Thursday, May 17, 2012

Some News to Use


Colombia FTA Rules of Origin

Speaking of Free Trade Agreements, the International Trade Commission has published the modification to the HTSUS for the Colombia Agreement. Most relevant for many of you will be the rule of origin. See here.




Argentina May Lose GSP


It looks like Argentina will lose its status as a Beneficiary Developing Country for purposes of the Generalized System of Preferences. This is the result of a March 26, 2012 Presidential Proclamation and a finding by the President that Argentina has failed to act in good faith with respect to the enforcement of two arbitral awards against it. These award are based on the bilateral investment treaty between the U.S. and Argentina and are in excess of $300 million. The order becomes effective for goods entered or withdrawn from warehouse on or after May 28. Let's hope this is a game of chicken and that Argentina will blink soon.


New Sanctions on Yemen


On May 16, the President signed an Executive Order authorizing sanctions against entities that threaten the peaceful political transition in Yemen. The order blocks property and interests in property that is in the U.S. or the possession or control of a U.S. person where the property belongs to who has threatened the the stability of Yemen and the implementation of the November 23, 2011 agreement with the Yemeni opposition and of political and military leaders who have assisted in those efforts. As always, the sanctions are complicated and you should review the source document.


Bad News for Dolphins


The WTO has reversed an earlier ruling. The Appellate Body determined that U.S. labeling rules for dolphin-safe tuna are technical barriers to trade that are more restrictive than necessary to accomplish the legitimate objective. It's probably bad news for tuna as well.


Chile Drawback Claims


Customs has noted that 19 USC 1313(j)(4)(B) limits the availability of drawback for certain goods exported to Chile. As a result, Chile FTA claims must be labeled as such. This relates to the phased-in elimination of drawback on goods subject to Chile FTA drawback. The law states that:


For purposes of subsections (a), (b), (f), (h), (j)(2), (p), and (q) of this section, if an article that is exported to Chile is a good subject to Chile FTA drawback, no customs duties on the good may be refunded, waived, or reduced, except as provided in subparagraph (B). 
(B)The customs duties referred to in subparagraph (A) may be refunded, waived, or reduced by—
(i)100 percent during the 8-year period beginning on January 1, 2004; 
(ii)75 percent during the 1-year period beginning on January 1, 2012; 
(iii)50 percent during the 1-year period beginning on January 1, 2013; and 
(iv)25 percent during the 1-year period beginning on January 1, 2014.

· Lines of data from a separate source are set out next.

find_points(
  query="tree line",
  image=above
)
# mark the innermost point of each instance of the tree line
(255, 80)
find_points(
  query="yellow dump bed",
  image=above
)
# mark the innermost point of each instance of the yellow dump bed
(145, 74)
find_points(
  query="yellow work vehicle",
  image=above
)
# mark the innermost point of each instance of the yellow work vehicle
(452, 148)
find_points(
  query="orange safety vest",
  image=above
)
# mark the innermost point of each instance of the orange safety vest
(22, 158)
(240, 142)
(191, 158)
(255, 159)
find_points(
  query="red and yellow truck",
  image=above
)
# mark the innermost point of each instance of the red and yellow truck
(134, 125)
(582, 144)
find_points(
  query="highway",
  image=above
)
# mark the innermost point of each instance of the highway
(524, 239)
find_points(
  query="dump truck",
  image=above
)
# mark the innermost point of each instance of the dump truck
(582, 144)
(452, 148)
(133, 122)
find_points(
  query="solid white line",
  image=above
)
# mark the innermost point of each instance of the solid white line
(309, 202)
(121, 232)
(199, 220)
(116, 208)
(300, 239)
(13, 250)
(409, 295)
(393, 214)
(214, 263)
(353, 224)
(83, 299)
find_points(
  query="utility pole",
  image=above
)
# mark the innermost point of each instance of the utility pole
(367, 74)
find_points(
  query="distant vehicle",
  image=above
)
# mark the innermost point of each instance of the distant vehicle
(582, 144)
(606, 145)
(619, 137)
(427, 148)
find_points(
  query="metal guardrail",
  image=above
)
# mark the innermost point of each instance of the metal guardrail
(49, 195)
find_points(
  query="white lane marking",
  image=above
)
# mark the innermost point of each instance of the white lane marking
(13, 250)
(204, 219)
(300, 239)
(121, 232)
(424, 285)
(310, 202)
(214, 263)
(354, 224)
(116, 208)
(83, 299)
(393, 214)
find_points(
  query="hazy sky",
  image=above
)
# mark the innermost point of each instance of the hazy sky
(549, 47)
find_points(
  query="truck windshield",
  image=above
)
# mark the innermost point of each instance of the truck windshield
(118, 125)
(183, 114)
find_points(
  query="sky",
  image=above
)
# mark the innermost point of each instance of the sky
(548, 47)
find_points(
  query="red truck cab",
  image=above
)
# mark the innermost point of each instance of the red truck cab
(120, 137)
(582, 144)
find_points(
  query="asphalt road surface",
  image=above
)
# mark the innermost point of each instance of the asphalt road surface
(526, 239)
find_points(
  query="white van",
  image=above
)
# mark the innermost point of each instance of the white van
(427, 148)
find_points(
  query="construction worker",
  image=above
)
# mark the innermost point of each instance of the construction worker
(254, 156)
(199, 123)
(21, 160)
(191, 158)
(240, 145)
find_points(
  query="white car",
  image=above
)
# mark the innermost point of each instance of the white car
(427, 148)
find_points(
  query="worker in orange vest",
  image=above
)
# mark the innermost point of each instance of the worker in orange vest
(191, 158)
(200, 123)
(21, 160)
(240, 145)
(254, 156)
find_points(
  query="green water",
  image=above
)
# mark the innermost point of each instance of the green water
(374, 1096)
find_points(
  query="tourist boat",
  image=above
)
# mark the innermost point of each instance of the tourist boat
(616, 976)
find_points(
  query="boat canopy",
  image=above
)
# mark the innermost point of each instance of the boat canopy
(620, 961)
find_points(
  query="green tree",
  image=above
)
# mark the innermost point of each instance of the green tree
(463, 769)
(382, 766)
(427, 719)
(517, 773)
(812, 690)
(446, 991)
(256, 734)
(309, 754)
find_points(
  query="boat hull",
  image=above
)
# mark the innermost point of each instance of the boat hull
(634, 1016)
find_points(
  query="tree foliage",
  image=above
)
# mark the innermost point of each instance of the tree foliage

FYI, goods subject to Chile FTA drawback are all goods imported into the U.S. unless exempted. Exemptions include goods exported in the same condition as imported and goods entered under bond for transportation and exportation to Chile.

2 comments:

Sarah said...

It makes sense that tuna legislation being too strict is never really a possibility. After all... profit is what drives canneries.

Sarah said...

Re: Yemem - As annoying as figuring out the sanctions on Yemen, or really any country the US isn’t terribly fond of it/its neighbors, are, one must wonder how much we’re really helping by placing more restrictions on such locales.